I have to admit, I am not comfortable with the term, personal well-being, and the army of self-help books that teach tricks on how to solve problems within oneself. There seems to be a whole new level of consumerism directed to feelings, as if now that the world has become nearly uninhabitable both on a physical and an emotional level thanks to unsustainable practices of production and consumption, we are now offered the opportunity to spend yet more money and time on learning ways to be able to deal with this devastation.
However, having worked with various groups in the last years, and seen beautiful projects go astray due to personal conflicts, lack of communication, and an inability to move beyond personal defensive attitudes instead of moving forward together, it seems inevitable that personally taking responsibility for one’s own inner universe is absolutely necessary in order to work together in new forms of organisations such as Teal or Open Organisation.
It is therefore not a coincidence that I found the first weekend of the Unleash program by euforia focused on personal wellbeing not only interesting but quite useful. We learned a wide range of different methods enabling us to engage with and accept our own fears, aspirations and vulnerability, and use these insightful strategies also to relate to each other.

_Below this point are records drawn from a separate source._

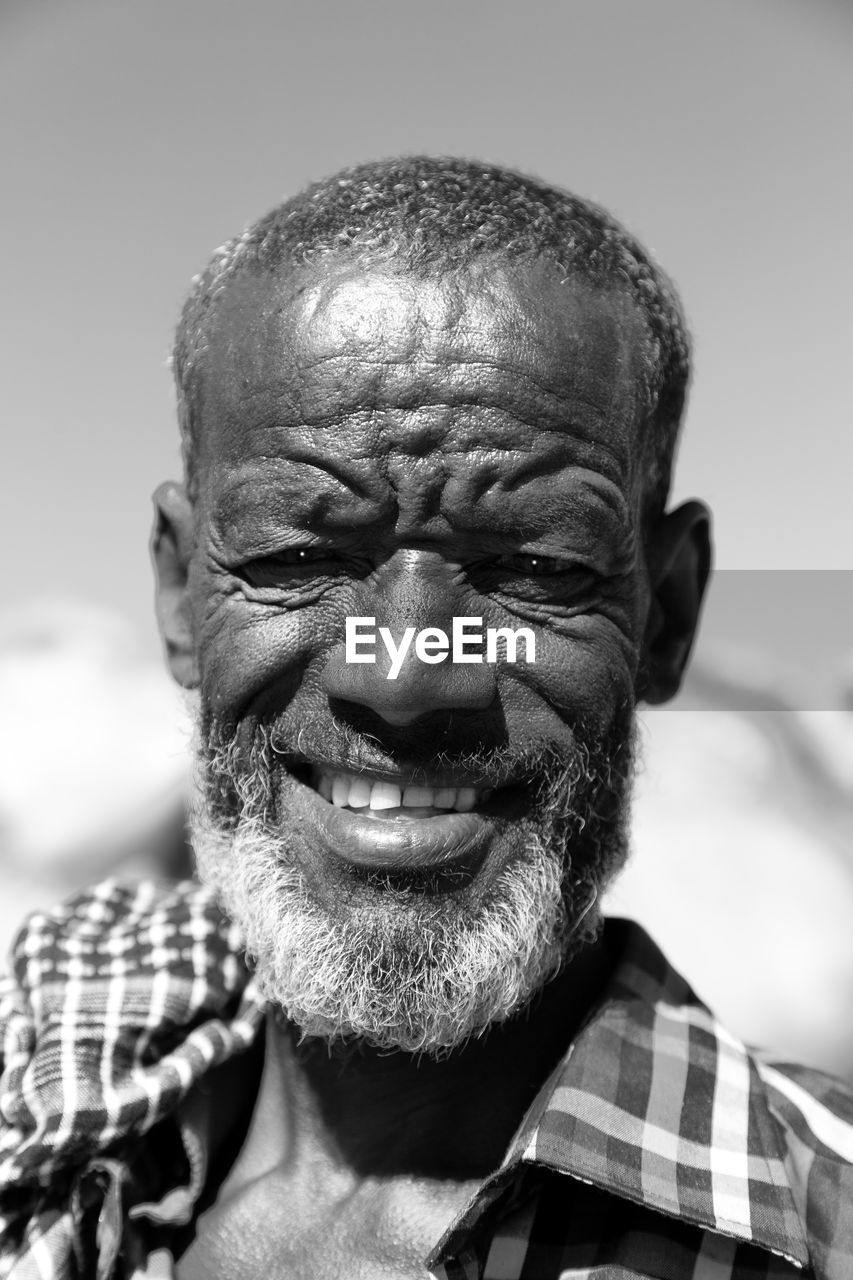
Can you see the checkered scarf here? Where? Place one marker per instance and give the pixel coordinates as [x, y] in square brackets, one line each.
[658, 1144]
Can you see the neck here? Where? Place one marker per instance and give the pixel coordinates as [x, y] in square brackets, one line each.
[383, 1114]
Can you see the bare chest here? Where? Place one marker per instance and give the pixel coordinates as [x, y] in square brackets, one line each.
[274, 1229]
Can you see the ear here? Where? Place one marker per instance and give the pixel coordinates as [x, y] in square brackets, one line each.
[172, 547]
[678, 556]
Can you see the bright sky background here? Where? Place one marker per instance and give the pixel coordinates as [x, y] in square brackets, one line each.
[137, 136]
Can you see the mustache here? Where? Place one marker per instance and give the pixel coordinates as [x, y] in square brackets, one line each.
[252, 753]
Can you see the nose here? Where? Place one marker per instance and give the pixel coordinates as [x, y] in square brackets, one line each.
[411, 593]
[418, 690]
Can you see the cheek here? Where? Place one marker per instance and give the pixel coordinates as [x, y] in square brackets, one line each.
[584, 673]
[252, 654]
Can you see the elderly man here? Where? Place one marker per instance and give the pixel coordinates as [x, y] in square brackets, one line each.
[419, 575]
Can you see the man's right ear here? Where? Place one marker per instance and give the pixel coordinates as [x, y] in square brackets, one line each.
[172, 547]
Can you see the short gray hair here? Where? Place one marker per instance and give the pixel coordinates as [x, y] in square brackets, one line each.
[437, 214]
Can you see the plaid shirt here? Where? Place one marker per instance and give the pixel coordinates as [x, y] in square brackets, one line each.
[658, 1147]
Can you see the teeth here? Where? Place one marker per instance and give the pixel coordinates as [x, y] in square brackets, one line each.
[465, 800]
[359, 794]
[340, 792]
[419, 796]
[354, 791]
[384, 795]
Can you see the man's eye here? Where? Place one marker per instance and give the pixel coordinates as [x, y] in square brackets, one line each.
[292, 563]
[537, 566]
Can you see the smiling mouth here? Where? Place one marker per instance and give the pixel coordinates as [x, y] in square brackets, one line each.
[396, 821]
[381, 799]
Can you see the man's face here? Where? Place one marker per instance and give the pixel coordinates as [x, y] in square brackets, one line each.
[415, 451]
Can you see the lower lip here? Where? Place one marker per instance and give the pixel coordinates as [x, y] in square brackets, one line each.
[397, 844]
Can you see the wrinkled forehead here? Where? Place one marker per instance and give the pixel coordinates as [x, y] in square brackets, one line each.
[342, 342]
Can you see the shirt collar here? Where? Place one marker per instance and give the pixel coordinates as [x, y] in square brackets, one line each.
[655, 1101]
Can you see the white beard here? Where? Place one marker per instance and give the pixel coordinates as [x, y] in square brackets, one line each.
[402, 973]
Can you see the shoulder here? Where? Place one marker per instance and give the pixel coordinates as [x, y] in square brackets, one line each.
[114, 1005]
[813, 1114]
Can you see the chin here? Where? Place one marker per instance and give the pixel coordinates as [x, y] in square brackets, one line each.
[418, 955]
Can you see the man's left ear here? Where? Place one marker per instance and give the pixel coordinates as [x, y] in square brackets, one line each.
[678, 553]
[172, 547]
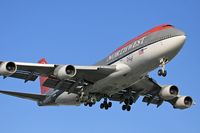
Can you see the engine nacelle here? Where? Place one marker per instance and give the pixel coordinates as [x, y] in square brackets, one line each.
[65, 72]
[183, 102]
[67, 99]
[169, 92]
[7, 68]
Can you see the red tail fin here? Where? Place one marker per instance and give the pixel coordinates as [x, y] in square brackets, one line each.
[43, 89]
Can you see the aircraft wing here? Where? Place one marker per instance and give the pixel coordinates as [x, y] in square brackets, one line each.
[30, 71]
[146, 87]
[34, 97]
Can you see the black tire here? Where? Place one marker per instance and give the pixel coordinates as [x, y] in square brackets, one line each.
[128, 108]
[160, 72]
[126, 101]
[106, 107]
[90, 104]
[124, 107]
[102, 106]
[131, 101]
[164, 73]
[110, 104]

For a weekend focused on the individual, most of the workshops required team work and in-depth conversation with one another. It provided an opportunity to get to know each other beyond the visible roles we each play in that particular community. The only thing the various techniques required us was to be truly present for ourselves, and for the others, not as experts, problem solvers, critics, defenders, judges or protectors, simply “as mortal critters entwined in myriad unfinished configurations of places, times, matters, meanings.”